Monday, December 07, 2009

Classic (Standings) IV

Your Eastern Conference:



And your Western Conference:



This week's charts highlights one of the big downsides to the pity-point system: the playoff races aren't as tight.  Five of the six divisions would have closer races if the league still scored under its previous rules.  Only the Central Division would be otherwise, as Chicago's lead over Nashville and Detroit would move from five and six points to six and eight points.  The Southeast and Northeast are the strongest the other way - Washington's nine-point edge over Atlanta would be a less-comfortable five, and in the old Adams Division (the Northeast), Boston's lead over Buffalo would actually be a deficit.  That's rather a huge deal.  Instead of the third seed as the weakest division winner (and a home-ice advantage over sixth-seeded Buffalo), the Bruins would slide all the way to seventh, and have to open the playoffs on the road, against Ovechkin and the Capitals.

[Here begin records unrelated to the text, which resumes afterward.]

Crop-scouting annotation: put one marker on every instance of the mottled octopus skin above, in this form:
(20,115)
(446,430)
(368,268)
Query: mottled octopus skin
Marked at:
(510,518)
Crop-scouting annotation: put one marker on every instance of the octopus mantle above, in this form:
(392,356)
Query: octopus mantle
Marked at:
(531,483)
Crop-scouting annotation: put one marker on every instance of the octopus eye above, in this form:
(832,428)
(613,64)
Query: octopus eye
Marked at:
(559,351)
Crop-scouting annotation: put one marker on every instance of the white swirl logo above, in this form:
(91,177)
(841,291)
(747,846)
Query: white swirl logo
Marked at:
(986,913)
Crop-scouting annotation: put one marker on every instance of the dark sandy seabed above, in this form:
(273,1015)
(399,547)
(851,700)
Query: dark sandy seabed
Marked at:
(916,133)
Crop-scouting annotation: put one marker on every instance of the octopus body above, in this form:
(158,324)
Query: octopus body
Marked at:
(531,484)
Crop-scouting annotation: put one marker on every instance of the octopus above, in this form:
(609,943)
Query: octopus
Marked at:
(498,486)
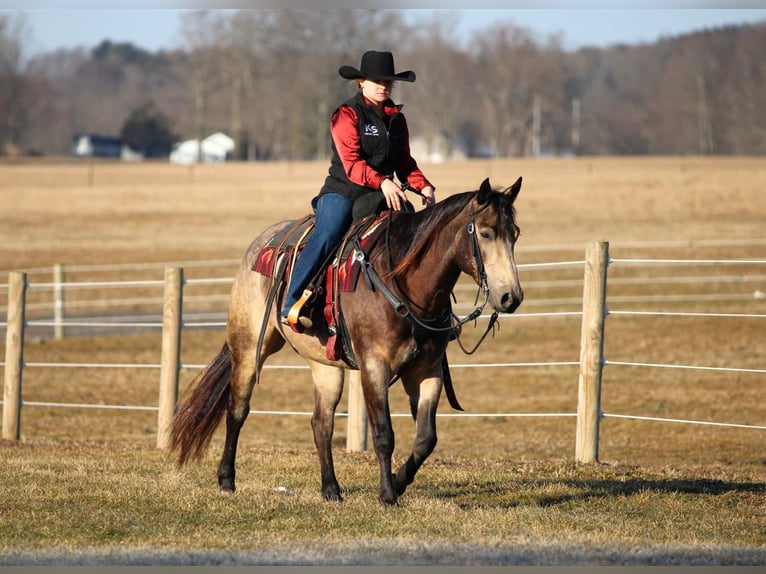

Further, it's harder to make up ground in the new system.  Not only are certain teams further behind than otherwise, but to make up that extra distance, they have to hope the teams ahead of them don't scrape points after regulation.  That just makes it harder.  On the surface it's more exciting to look at the standings and see your team at or above .500, a thrill that 80% of the league currently enjoys.  It's not so much of a thrill, however, when you realize that even a great run isn't likely to move you up in the standings so long as the teams you chase are getting extra points from a skills competition after the actual games end.  Think of the Columbus Blue Jackets and their fans.  13-11-5 sounds better than 11-11-7... except now they're eleventh in the conference, well out of the playoffs.  They have to pass Vancouver and Detroit and catch Dallas, currently eighth.  But in the old system, they'd already be ahead of Detroit, and they'd only be behind Dallas by one win (31 points to 29).  They could do that on Wednesday against Florida, who are fairly poor.  Oh, but not now... and not with Dallas' Marty Turco leading all goaltenders in overtime games.  If he wasn't 1-5 in shootouts, it would be even worse.

(OK, to be fair, Columbus has Steve Mason, who is the only goalie in the league currently WORSE than Turco in the shootout this season.  But is it fair to either team to have it come to this?)